An obvious clue used in anime to point towards myth is the use of known mythological jargon—the names of deities, spirits, occult concepts et cetera used in the context of the anime in question. “Gleipnir” for instance refers to the Norse myth concerning the binding of the monstrous wolf Fenrir. The Norse gods had caught wind of prophecies concerning Fenrir and deemed it appropriate to bind him but on two occasions, Fenrir broke free from the chains. The dwarves were then tasked with the forging of a chain that is impossible to break, using six things deemed to be impossible like the breath of a fish or the roots of a mountain. This chain was named Gleipnir–“open one”.
The context of the Gleipnir myth is very interesting when considering Gleipnir the anime because co-protagonist Kagaya Shuichi transforms into a monster mascot costume greatly resembling a toon wolf. In episode 2, the nature of Shuichi’s transformation is also a nod to the Gleipnir myth as protagonist Aoki Claire literally unzips Shuichi in his transformed state to find that it is open space, like in an actual mascot costume. Episode 2 is titled “The Meaning of Emptiness”, nodding towards the Norse myth overtly and covertly, Gleipnir (the anime).

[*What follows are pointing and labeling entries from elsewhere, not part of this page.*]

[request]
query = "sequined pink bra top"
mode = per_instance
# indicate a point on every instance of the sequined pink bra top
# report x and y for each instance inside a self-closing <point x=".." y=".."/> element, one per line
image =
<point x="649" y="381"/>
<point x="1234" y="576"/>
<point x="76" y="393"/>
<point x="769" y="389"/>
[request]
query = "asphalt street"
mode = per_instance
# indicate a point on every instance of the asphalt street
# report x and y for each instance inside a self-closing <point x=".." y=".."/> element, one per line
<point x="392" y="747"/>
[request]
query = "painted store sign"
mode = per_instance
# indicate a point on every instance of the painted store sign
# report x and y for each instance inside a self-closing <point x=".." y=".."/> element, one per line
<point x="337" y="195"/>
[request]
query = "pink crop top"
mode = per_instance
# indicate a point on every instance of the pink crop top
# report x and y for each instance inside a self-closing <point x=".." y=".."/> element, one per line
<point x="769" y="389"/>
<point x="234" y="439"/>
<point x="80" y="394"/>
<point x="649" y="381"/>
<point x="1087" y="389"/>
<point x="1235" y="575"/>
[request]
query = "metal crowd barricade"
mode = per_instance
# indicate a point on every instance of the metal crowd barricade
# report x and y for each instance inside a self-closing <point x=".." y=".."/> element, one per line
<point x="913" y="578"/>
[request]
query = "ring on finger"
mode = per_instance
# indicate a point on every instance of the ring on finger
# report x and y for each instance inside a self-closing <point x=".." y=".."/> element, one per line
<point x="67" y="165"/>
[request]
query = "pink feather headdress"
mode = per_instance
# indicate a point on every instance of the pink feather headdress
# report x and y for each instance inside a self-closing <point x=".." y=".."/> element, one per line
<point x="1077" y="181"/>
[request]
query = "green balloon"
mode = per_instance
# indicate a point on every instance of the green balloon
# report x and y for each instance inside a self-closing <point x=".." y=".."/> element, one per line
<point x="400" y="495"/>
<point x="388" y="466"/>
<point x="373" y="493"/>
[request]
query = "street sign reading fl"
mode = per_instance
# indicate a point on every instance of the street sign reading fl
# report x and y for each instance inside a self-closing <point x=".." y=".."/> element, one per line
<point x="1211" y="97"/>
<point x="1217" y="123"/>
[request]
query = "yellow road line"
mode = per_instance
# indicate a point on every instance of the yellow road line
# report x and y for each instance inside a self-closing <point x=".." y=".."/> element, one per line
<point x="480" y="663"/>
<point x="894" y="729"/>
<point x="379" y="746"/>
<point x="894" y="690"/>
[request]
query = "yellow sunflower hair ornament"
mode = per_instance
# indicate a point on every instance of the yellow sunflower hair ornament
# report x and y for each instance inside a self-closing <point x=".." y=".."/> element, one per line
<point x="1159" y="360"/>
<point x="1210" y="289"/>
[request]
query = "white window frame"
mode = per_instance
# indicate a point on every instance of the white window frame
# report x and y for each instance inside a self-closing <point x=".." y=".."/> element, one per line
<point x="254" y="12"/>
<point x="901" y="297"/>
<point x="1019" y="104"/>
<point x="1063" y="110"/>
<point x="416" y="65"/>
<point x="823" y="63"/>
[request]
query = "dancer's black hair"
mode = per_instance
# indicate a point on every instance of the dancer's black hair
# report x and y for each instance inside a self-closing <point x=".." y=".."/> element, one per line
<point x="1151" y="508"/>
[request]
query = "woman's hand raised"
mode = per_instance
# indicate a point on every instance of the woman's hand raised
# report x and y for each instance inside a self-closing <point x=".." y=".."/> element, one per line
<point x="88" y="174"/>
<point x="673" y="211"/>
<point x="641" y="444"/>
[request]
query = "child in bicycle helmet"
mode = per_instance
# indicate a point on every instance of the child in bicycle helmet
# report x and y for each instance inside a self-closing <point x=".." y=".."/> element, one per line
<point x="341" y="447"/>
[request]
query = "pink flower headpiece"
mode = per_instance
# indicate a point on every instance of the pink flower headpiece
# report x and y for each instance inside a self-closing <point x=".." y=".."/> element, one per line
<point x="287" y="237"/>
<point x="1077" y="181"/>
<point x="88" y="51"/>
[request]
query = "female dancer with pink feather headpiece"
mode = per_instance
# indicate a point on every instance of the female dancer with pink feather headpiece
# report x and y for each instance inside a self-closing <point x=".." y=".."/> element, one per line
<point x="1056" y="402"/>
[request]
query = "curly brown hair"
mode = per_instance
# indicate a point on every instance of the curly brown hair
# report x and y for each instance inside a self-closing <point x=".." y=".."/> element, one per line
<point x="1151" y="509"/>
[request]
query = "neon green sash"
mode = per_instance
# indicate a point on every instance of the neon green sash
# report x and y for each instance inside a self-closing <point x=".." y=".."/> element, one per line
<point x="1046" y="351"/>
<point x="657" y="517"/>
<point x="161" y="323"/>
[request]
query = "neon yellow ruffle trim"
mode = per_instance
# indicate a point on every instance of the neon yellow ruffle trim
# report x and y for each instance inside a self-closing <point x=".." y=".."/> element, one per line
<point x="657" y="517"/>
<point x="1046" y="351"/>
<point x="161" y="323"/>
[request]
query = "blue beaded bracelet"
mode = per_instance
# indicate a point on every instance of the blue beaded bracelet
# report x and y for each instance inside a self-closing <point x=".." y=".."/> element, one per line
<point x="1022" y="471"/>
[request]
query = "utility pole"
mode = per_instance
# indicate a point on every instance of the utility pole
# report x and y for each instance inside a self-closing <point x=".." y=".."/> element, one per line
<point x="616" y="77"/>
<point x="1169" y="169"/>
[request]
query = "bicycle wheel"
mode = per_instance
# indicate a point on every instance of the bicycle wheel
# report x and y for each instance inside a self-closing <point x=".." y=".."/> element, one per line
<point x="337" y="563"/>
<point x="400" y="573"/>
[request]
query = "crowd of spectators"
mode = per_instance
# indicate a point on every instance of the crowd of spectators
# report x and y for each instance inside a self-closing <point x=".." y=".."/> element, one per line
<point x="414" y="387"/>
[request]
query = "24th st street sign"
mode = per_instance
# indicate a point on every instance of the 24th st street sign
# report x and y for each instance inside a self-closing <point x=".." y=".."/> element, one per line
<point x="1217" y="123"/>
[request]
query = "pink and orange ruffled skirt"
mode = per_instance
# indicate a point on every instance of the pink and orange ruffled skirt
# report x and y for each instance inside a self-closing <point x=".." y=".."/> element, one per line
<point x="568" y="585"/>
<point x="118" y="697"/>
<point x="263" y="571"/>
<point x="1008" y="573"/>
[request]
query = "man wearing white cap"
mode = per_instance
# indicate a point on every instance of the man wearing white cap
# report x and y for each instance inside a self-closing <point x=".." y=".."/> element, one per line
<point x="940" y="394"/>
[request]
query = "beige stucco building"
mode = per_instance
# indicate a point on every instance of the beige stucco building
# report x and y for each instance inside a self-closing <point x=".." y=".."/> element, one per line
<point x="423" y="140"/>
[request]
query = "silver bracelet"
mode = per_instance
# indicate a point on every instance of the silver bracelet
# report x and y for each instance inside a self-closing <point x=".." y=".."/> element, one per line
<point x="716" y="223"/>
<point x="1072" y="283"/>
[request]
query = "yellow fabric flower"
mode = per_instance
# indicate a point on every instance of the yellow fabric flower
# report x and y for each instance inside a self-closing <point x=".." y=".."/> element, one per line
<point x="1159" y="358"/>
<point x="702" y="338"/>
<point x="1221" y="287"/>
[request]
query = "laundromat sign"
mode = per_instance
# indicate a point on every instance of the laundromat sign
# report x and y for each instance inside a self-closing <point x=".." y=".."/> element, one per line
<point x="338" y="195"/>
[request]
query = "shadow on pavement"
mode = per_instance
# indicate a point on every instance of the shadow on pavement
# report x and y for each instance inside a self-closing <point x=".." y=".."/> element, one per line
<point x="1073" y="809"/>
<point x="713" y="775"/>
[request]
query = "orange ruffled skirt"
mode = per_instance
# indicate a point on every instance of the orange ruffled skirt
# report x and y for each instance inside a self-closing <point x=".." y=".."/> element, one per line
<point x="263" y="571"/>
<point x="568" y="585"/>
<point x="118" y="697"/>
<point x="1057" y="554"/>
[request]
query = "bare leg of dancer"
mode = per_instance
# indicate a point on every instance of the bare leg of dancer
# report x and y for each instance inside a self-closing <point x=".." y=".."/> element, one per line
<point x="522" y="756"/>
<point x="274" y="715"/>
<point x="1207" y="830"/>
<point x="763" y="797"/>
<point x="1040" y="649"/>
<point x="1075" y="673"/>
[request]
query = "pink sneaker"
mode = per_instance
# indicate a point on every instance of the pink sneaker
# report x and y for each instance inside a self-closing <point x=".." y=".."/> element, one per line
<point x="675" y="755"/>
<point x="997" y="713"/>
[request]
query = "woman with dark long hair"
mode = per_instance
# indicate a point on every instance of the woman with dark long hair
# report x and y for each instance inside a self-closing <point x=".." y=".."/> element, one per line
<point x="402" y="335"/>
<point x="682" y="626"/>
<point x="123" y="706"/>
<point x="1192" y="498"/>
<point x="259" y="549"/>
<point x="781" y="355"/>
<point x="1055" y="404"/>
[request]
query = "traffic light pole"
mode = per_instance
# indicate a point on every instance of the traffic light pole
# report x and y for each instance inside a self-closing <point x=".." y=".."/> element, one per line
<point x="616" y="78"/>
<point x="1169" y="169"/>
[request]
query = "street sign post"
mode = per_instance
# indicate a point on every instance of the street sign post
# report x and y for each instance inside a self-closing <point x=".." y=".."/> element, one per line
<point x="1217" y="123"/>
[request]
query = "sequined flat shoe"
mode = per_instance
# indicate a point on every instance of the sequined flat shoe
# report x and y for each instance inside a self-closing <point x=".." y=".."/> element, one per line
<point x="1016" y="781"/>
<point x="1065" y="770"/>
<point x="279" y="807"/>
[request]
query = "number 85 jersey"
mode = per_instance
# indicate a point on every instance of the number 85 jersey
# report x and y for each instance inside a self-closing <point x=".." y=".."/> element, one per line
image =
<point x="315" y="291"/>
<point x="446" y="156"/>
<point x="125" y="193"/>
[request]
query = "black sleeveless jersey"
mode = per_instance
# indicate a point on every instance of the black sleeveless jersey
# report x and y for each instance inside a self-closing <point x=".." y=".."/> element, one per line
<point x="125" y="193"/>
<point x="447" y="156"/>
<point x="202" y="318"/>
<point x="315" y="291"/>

Other shows nod towards Norse mythology in the way that Gleipnir has, adopting the name of a mythological concept and tying the show’s premise, characters, and development to that myth in allegorical fashion. Another show that does this with Norse mythology specifically is Jormungand, an anime about an arms dealer and her child-soldier companion. The name translates to “huge monster” and when considering how the protagonist sells arms for an international shipping corporation, the image of a large serpent encircling the world makes sense. Other shows that do this include Ragnarok the Animation, named after the apocalypse in Norse mythology; Valkyria
Sometimes, the relationship an anime establishes with mythology is through characters. We’ve seen this in other media countless times; however, anime uses mythological references in diverse ways. Characters inspired by Norse myths in anime include the Nordic pantheon card series in Yu-Gi-Oh! which includes cards named after Thor and Odin; the Norse pantheon in Highschool DxD; 2019 saw the eruption of the anime Vinland Saga, which was set in Scandinavia and features the Viking character known as Askeladd, based on Norwegian folktales of a character of the same name who begins as an underachiever but eventually gains lots of respect and admiration when they succeed where all else have failed. The commitment to mirroring the lore or themes present in the relevant mythological construct varies by title, but there is an undeniable relationship that anime has with Norse lore.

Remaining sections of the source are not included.